Publicado: BOA 2003, 14.
Hemos celebrado la Navidad, que acaba precisamente con la fiesta del Bautismo de Jesús. ¿Qué huella ha dejado en nuestras vidas la celebración de esta Navidad? Expresaré, aunque sea torpemente, mi propia vivencia: El que tiene en lo más alto de los cielos —es una manera humana de hablar— una morada invisible, posee también desde la Navidad una tienda de campaña, que ha colocado en esta tierra nuestra. Su tienda es la Iglesia aún itinerante.

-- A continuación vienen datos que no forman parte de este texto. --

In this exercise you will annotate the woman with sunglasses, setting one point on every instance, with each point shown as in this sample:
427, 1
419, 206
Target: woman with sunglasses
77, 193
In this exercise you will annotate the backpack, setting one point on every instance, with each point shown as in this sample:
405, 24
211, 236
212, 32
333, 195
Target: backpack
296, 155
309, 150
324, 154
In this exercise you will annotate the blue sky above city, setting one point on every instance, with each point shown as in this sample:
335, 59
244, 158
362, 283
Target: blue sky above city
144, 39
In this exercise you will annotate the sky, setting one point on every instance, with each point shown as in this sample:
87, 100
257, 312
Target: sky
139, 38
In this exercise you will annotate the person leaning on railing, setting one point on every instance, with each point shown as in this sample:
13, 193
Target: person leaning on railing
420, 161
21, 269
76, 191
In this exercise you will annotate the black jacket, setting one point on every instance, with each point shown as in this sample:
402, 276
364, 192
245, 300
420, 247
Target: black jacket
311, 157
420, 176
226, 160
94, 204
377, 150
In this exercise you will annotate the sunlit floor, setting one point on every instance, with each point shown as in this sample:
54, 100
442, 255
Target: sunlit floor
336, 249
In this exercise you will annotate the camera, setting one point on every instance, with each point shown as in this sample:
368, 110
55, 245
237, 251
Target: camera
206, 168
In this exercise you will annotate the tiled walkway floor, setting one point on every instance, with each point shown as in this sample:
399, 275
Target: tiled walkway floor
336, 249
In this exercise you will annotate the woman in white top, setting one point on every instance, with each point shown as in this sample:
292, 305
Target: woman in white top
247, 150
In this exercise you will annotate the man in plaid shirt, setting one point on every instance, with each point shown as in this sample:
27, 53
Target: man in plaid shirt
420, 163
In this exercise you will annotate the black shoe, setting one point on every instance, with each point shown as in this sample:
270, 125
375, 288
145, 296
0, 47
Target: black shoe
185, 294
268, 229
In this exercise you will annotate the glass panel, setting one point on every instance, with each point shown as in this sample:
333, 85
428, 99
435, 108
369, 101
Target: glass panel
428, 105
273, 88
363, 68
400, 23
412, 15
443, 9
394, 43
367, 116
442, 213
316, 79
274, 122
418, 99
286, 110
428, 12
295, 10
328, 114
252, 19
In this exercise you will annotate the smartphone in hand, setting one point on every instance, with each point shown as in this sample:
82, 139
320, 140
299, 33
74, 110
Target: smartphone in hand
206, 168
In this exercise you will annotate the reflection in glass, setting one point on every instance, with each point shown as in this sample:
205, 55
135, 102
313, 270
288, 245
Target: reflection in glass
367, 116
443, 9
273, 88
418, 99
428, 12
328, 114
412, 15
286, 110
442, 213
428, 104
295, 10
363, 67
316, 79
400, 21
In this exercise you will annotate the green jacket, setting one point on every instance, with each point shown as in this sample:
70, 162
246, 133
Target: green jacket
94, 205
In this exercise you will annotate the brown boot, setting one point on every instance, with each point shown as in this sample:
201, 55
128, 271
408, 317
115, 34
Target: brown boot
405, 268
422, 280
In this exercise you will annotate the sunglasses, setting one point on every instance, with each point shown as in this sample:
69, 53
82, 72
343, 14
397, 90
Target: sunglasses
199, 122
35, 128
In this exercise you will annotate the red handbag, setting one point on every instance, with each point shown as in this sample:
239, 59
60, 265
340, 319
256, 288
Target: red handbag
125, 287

Y es aquí donde hay que buscar a Dios, porque en la tienda se encuentra el camino que conduce a la morada.
Esta tienda sobre la tierra la ha puesto Jesucristo al encarnarse, al hacerse Niño. En esta casa de Dios hay una fiesta perpetua. La armonía de esta fiesta encanta el oído del que camina en esa tienda y contempla las maravillas realizadas por Dios para la redención de sus fieles. Y así en Navidad, pese a la negrura de tantas situaciones humanas, gustamos ya de una secreta dulzura, y podemos vislumbrar ya, con lo más alto de nuestro espíritu, la vida que no cambia. La salvación, pues, no puede venirme de mí mismo. Lo diré, lo confesaré: mi Dios es la «salvación de mi rostro» (Sal 42,6).
Esta salvación ha llegado a cada uno de nosotros cuando hemos sido bautizados. Dios, por Jesucristo su Hijo, no nos ha conquistado sólo mediante ideas y teorías o mediante disposiciones de ánimo y sentimientos, sino mediante la acción corpórea realizada con su fuerza, mediante la acción realizada sobre nosotros a través de sus ministros en el Bautismo. Este es mi consuelo y confianza: Dios se ha comprometido con nosotros solemne y públicamente y ha derramado su Espíritu de amor en nuestros corazones desde los primeros días de nuestra vida.
Dios ha dicho en mi Bautismo: Tú eres hijo mío y templo de mi Espíritu. ¿Qué vale frente a semejantes palabras nuestra experiencia cotidiana, según la cual parecemos ser pobres criaturas abandonadas por Dios y su Espíritu? He sido bautizado, y creo en Dios más que en mí mismo. El suave Espíritu del buen Dios reside en lo más profundo de nuestro ser, quizá allí donde no logramos penetrar con nuestra deficiente psicología. Allí, el Espíritu Santo clama al Dios eterno: Abba, Padre. Allí, el Espíritu nos dice a nosotros: Hijo, hijo verdaderamente amado con amor infinito.
Sólo pediría en este final de las fiestas de Navidad ser consciente del don del Bautismo con que nos hemos convertido en verdaderos hijos de Dios. Así viviré de otro modo pasadas las fiestas, y no influirá en mi el desaliento de enero.